Status: doc/policy phase complete — implementation gaps tracked in epic #61
Closes (doc phase): #62 #63 #64 #65 #66 #67 #68 #69 #70
Audience: implementers of Milestone 3
Parent docs: v2 implementation roadmap, v2 language architecture, standard library reference

Summary

Milestone 3 is where ll-lang stops treating stdlib as “helpful library code” and starts treating it as the canonical substrate for a self-hosted compiler.

The target is not maximal library breadth. The target is a small, stable, token-efficient toolbox that makes compiler-heavy code natural to write in ll-lang.

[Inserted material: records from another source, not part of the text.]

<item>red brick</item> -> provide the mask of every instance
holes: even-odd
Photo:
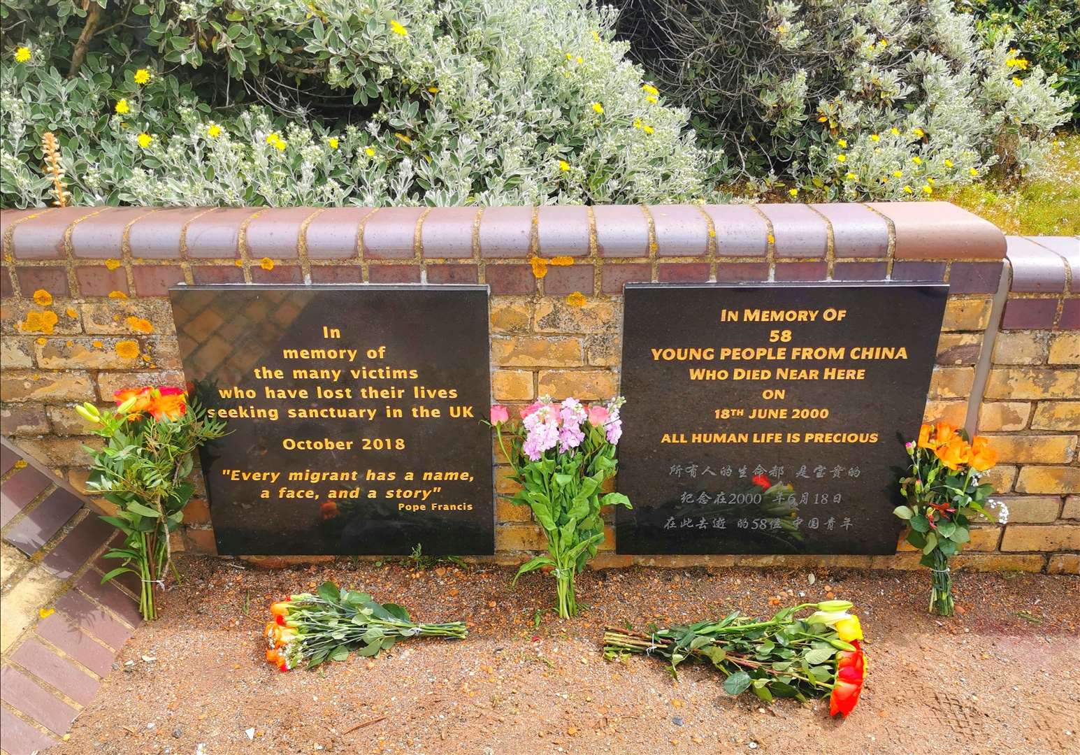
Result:
[[[56,601],[56,608],[78,623],[83,632],[97,637],[116,650],[122,648],[134,633],[130,626],[112,618],[105,609],[73,590],[64,593]]]
[[[33,755],[54,744],[56,740],[52,737],[42,733],[6,709],[0,710],[0,747],[3,747],[8,755]]]
[[[708,262],[661,262],[657,266],[661,283],[701,283],[708,280]]]
[[[419,283],[419,265],[373,265],[367,269],[372,283]]]
[[[80,705],[89,705],[100,683],[66,658],[30,637],[12,653],[12,660],[51,684]]]
[[[90,514],[60,540],[41,565],[57,577],[67,579],[91,559],[113,531],[111,526]]]
[[[112,651],[80,632],[63,614],[52,614],[39,621],[37,632],[98,676],[109,675]]]
[[[18,672],[14,666],[0,670],[0,699],[21,713],[58,734],[67,733],[79,712]]]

This milestone must therefore optimize for:

  • compact APIs
  • predictable inference
  • minimal ceremony
  • strong proof-of-use in compiler-like code
  • clean separation between prelude, reusable stdlib, and compiler implementation modules

The canonical implementation target for these modules is ll-lang itself. If any current behavior is only proven by stage0 F# integration, that is transitional evidence, not the end state.

Status model

  • [x] done in current repo and should be preserved
  • [ ] not done or not yet canonical for v2

Use commit messages and issue notes for nuance. Do not use half-checked tasks.

Current-repo baseline

The current tree already contains or documents these modules:

  • [x] Std.List
  • [x] Std.Maybe
  • [x] Std.Result
  • [x] Std.Map
  • [x] Std.Str
  • [x] Std.Json
  • [x] Std.Toml
  • [x] Std.Test
  • [x] Std.State exists as an intended direction
  • [x] Std.Parsec exists as an intended direction
  • [x] Std.Lazy is part of the v2 architecture target

What is still not canonical enough for v2 (updated status):

  • [x] there is one stable compact API per foundation module — documented in stdlib-reference.md
  • [x] there is a clearly defined prelude-vs-stdlib boundary — "Prelude boundary rule" section in stdlib-reference.md
  • [x] compiler-heavy modules can rely on these APIs without bootstrap-only hacks — Compiler.ImportResolver proof-of-use sketch added
  • [x] parser/state/lazy ergonomics are strong enough for a self-hosted front-end — documented with canonical examples
  • [x] Std.Json and Std.Toml are documented as proof-of-use consumers of the canonical parsing substrate — Std.Parsec section notes Std.Json uses it
  • [x] stdlib-reference fully matches the intended v2 foundation surface — module group tables frozen

Architectural rule for Milestone 3

Milestone 3 is not about “making every common function available”.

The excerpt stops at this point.